Benchmarks should be a comparison and one can very well do a comparison between exactly same deployment on exactly same infrastructure with 2 different storage types without going so deep into the weeds. It is crucial to understand the environment of the actual benchmark, but many of the things you mention are less important unless you want to investigate what actually is going on under the hood (hoping to improve something). Also note that to many people looking to run database workloads on K8s / CEPH, knowing that someone was able to run with 18k TPS without pulling rabbits from their sleeves is much helpful, and people asking all of these details basically makes people less willing to share, which is not helpful at all. Be that as it may, as mentioned on another thread, we ran benchmarks on Premise/open Shift / CEPH, and I will try to answer as much of your questions as possible on these benchmarks. If you want more details, LMK...

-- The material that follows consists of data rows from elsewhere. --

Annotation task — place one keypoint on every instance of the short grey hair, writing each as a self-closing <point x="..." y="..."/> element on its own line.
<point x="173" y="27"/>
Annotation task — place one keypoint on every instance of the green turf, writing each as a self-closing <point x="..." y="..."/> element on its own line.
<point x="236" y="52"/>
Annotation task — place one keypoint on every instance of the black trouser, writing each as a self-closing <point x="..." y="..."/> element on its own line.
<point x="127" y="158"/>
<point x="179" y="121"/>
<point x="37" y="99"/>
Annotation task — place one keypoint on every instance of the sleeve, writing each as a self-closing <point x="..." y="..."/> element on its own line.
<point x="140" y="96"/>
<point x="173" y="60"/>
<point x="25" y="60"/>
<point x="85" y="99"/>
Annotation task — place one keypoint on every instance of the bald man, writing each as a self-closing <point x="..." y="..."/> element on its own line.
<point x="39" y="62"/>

* Stack is: Openshift - RBD - Network - CEPH node - VMWare VMDK - SAN storage
* Network (AFAIK) is 10g, I haven't tested network latency or storage latency, but the roundtrip for a commit (which pg_bench and pg_tps_optimizer call latency) took about is 30ms running 233 clients / 17k TPS.

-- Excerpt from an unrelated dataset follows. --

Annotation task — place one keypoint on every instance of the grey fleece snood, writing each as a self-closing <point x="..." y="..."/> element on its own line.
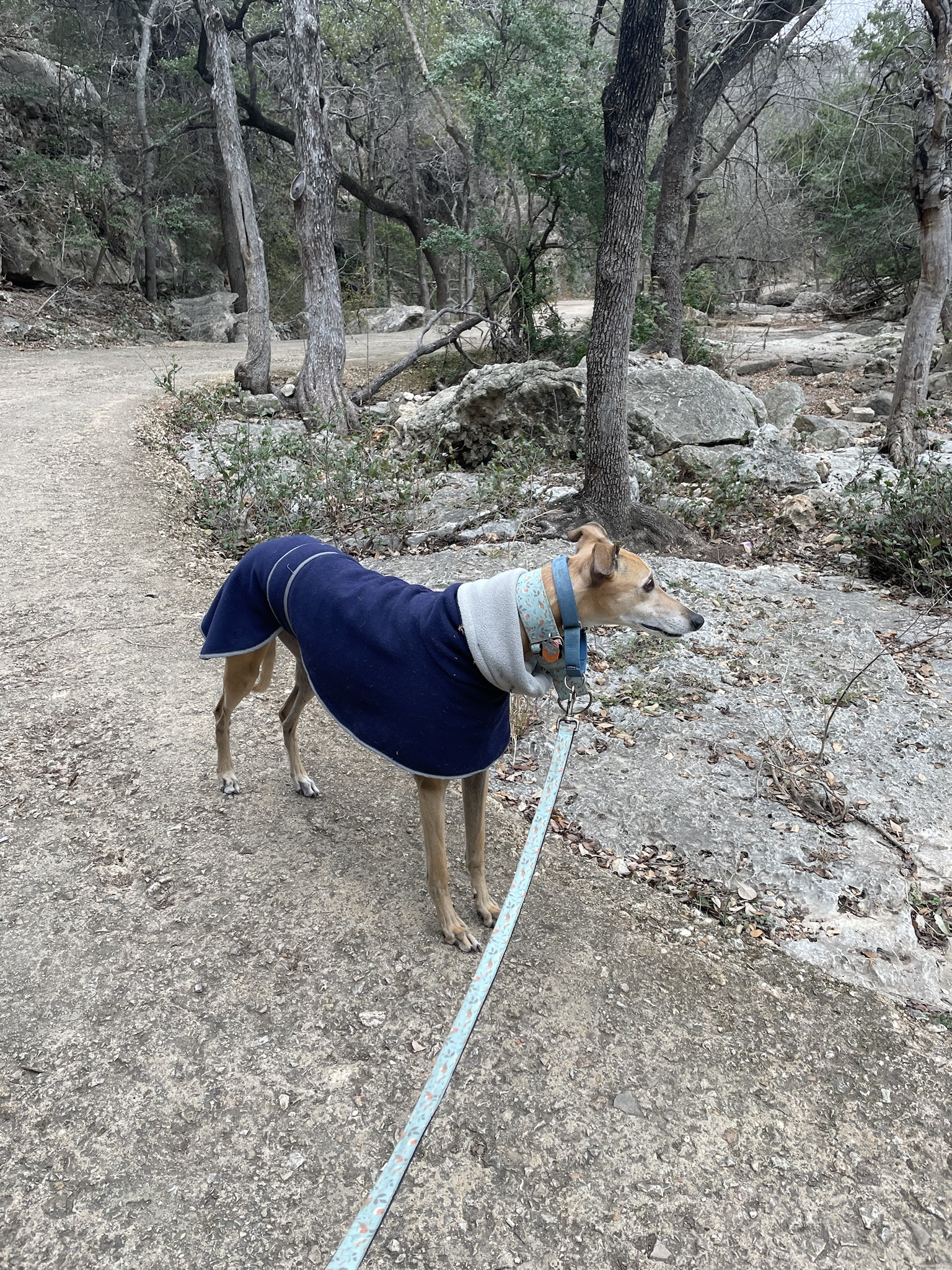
<point x="491" y="625"/>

* no fancy stuff like reliable Ethernet that's used for iSCSI / NVMe over IP or something like that * I mostly ran with pg_tps_optimizer and it is designed to test storage performance (not performance from app perspective) the way it works things like shared buffer size is less important. But FYI, I ran with 2GB for cluster.spec.resources.limits.memory. * What is the layout of memory buffers in PostgreSQL?

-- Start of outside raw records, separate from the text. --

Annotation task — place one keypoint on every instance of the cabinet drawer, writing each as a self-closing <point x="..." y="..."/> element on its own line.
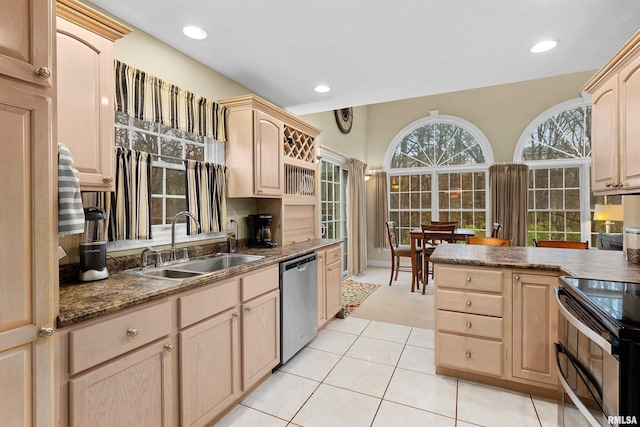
<point x="469" y="324"/>
<point x="208" y="302"/>
<point x="95" y="344"/>
<point x="260" y="282"/>
<point x="469" y="302"/>
<point x="469" y="354"/>
<point x="334" y="254"/>
<point x="469" y="278"/>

I don't understand what you are trying to get at. Running on K8s, you should trust the operator to deploy as smart as possible and not worry about stuff like this unless you are trying to actually investigate and fix problems. I ran with standard settings. * I tested with many options including. Single instance, async (with synchronous_commit is remote_write, on, remote_apply) and sync (remote_write, on, remote_apply). These tests where run on Azure VM, but I am fairly sure running on OpenShift/CEPH does not impact that much. Biggest difference with 13 clients, 12/13k TPS with sync and 17/18k TPS with async. Difference is smaller with higher number of clients. As the effect is larger with smaller number of clients, probably the effect is less severe with openshift/ceph. * AFAIK we CEPH set to keep 3 replicas. TBH, I don't see how this is of much importance. CEPH RBD kernel driver writes to both replicas in parallel. Doing more in parallel has little impact on latency and bandwidth is not the issue. * I don't know the Block sizes and frame sizes for sure. I expect it is default settings (4096). * Type of workload. Yeah, this is important stuff.
First of all, about pg_tps_optimizer. I have the most interesting information with pg_ts_optimizer. It basically runs update statements on a record in a table, and with 233 clients this is 233 tables. This really tests storage performance (we rule out things like semaphore locks). This might be compared to importing data with a separate client (which could run in parallel) for every table (or partition if you like).
With pg_bench (default workload), we see similar graphs, but we see limitations with pg_bench with higher number of clients. As all data is in the same table(s) with higher number of clients they run into contention issues (probably semaphore softlocks). As this is not a limitation of storage, I personally find this less interesting. |